Now $R/(3)=R/(\mathfrak p_1\cdots\mathfrak p_g)=R/\mathfrak p_1\oplus\cdots\oplus R/\mathfrak p_g$, the last expression being the ring-direct sum of the finite rings $R/\mathfrak p_i$. (If there had been ramification, we would be summing up things of form $R/\mathfrak p_i^e$, where $e$ was the ramification index, and such rings are not fields.)
Because $\eta\not\equiv1\pmod3$ (if it were, then $\Phi_{17}(1)=0$ also, but this is not the case), and as a result there’s a primitive $17$-th root of unity in one (in fact all) of the fields $R/\mathfrak p_i$.
These finite fields are extensions of $\Bbb F(3)=\mathbb Z/3\mathbb Z$. What is the first possibility for a finite field of form $\Bbb F(3^n)$ that contains a $17$-th root of unity? The answer is, the first $n$ such that $17|(3^n-1)$, this last number being the order of the multiplicative group of $\mathbb F(3^n)$. In other words, the first $n$ such that $3^n\equiv1\pmod{17}$. You may have noticed already that $3$ is a primitive residue modulo $17$, i.e. that $3^{16}\equiv1\pmod{17}$, but this is not true for any smaller $n$; if not, all you need to check is that $3^8=81\times81\not\equiv1\pmod{17}$.

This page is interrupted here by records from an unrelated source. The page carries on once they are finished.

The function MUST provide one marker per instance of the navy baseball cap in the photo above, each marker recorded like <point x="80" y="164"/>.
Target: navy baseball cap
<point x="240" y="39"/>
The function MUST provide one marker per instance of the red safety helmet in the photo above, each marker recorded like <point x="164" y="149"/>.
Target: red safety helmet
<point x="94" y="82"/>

What have we seen? One of the fields $R/\mathfrak p_i$ must be equal (isomorphic, actually) to $\Bbb F(3^{16})$. But in view of the wonderful formula $\sum_ie_if_i=n=[K:\Bbb Q]$, where the $e$’s are the ramification indices and each $f_i$ is the degree of $R/\mathfrak p_i$ over $\Bbb F(3)$, you see that there is only one $\mathfrak p$, namely the first one. Thus the decomposition is $(3)=\mathfrak p$.

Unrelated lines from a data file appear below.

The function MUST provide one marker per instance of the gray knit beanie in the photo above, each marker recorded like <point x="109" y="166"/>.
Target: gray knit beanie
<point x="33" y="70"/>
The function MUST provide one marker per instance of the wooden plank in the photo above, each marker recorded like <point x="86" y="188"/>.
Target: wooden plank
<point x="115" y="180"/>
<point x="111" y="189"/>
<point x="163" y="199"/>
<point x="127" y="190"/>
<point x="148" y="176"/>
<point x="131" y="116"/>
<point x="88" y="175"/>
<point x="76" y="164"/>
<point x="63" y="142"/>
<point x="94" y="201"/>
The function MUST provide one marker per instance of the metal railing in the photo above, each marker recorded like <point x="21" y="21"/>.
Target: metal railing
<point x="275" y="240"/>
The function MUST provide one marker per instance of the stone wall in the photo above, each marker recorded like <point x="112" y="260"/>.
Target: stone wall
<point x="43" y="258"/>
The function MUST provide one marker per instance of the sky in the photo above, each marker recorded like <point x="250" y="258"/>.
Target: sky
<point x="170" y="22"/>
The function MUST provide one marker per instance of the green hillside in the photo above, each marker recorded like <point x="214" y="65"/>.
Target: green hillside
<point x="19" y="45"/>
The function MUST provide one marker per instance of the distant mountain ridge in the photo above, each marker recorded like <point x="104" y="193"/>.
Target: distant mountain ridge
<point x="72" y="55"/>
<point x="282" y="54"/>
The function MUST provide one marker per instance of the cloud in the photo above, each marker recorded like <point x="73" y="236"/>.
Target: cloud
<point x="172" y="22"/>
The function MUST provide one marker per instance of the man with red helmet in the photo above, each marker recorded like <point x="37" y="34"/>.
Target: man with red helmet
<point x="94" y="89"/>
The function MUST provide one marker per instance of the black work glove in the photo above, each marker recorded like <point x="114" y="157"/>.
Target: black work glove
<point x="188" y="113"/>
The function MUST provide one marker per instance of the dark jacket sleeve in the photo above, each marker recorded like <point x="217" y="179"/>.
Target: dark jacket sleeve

The upshot? Yes, $3$ is still irreducible in $R=\Bbb Z[\eta]$.
In general, I guess you want to look at the norm and hope it's a prime number. To check whether prime numbers stay prime, we can actually say precisely what happens. Namely, the splitting behaviour of $p$ in $\mathbb Z[\eta]$ is the same as that of the minimal polynomial of $\eta$ (i.e. the cyclotomic polynomial) modulo $p$.
Let's say $n$ is prime, e.g. $n = 17$. Then $p$ is unramified for all $p \neq n$, and the inertia degree is the order of $p \in (\mathbb Z/n)^{\times}$. On the other hand, $n\mathbb Z[\eta] = (1 - \eta)^{n-1}$.

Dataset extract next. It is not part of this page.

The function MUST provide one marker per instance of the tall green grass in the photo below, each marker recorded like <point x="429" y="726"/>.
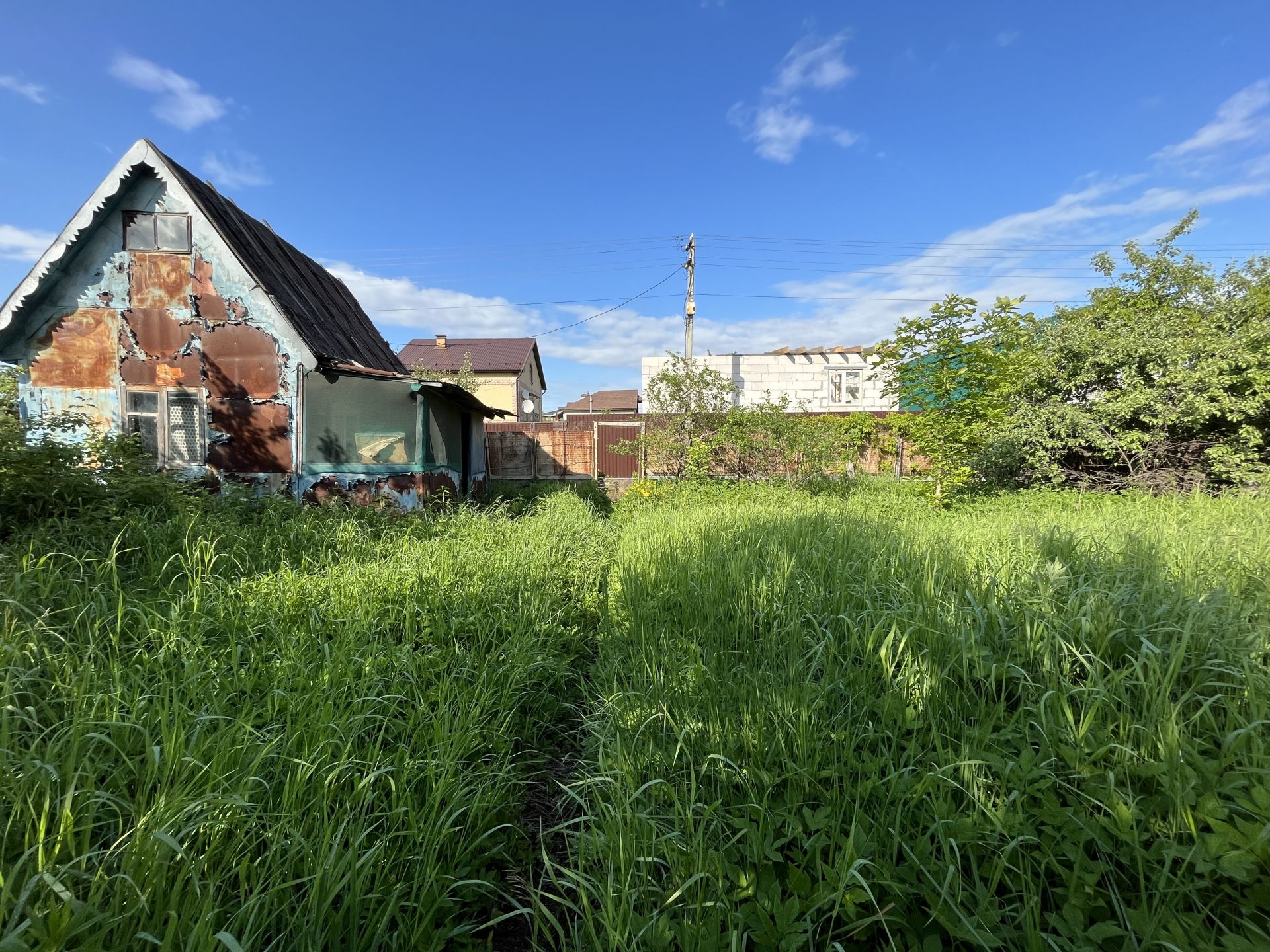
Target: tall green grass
<point x="1034" y="724"/>
<point x="262" y="728"/>
<point x="794" y="723"/>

For the case $p \neq n$, use the discriminant or the fact that $x^n - 1$ is separable modulo $p$. Moreover, if we decompose $x^{n-1}+\ldots+x+1 = g_1\cdots g_r$ into irreducible factors, then each $g_i$ is the minimal polynomial of a primitive $n$-th root of unity $\zeta\in\overline{\mathbb F_p}$, and $\mathbb F_p(\zeta) = \mathbb F_{p^m}$ for some $m\in\mathbb N$. Hence $\deg(g_i) = [\mathbb F_p(\zeta) : \mathbb F_p] = m$ is minimal such that $\mathbb F_{p^m}^{\times}$ has an element of order $n$, i.e. $n|(p^m-1)$, which is the same as $p^m \equiv 1 \bmod n$. We obtain the isomorphism $$\mathbb Z[\eta]/p \cong \mathbb Z[x]/(p,x^{n-1}+\ldots+x+1) \cong \mathbb F_p[x]/(x^{n-1}+\ldots+x+1) \cong \prod_{i=1}^r \mathbb F_p[x]/g_i,$$ which actually restricts to $\mathbb Z[\eta]/\mathfrak p \cong \mathbb F_p[x]/g_i$ for $\mathfrak p | p$, so $\deg(g_i)$ is indeed the inertia degree. In fact, the prime decomposition will be $p\mathbb Z[\eta] = \prod_{i=1}^r (p,f_i(\eta))$ for $f_i \equiv g_i \bmod p$.
It remains to answer the extremely difficult question what the order of $3 \in (\mathbb Z/17)^{\times}$ is. Apparently, it is indeed a primitive root modulo $17$, so $3$ will be prime in $\mathbb Z[\eta]$.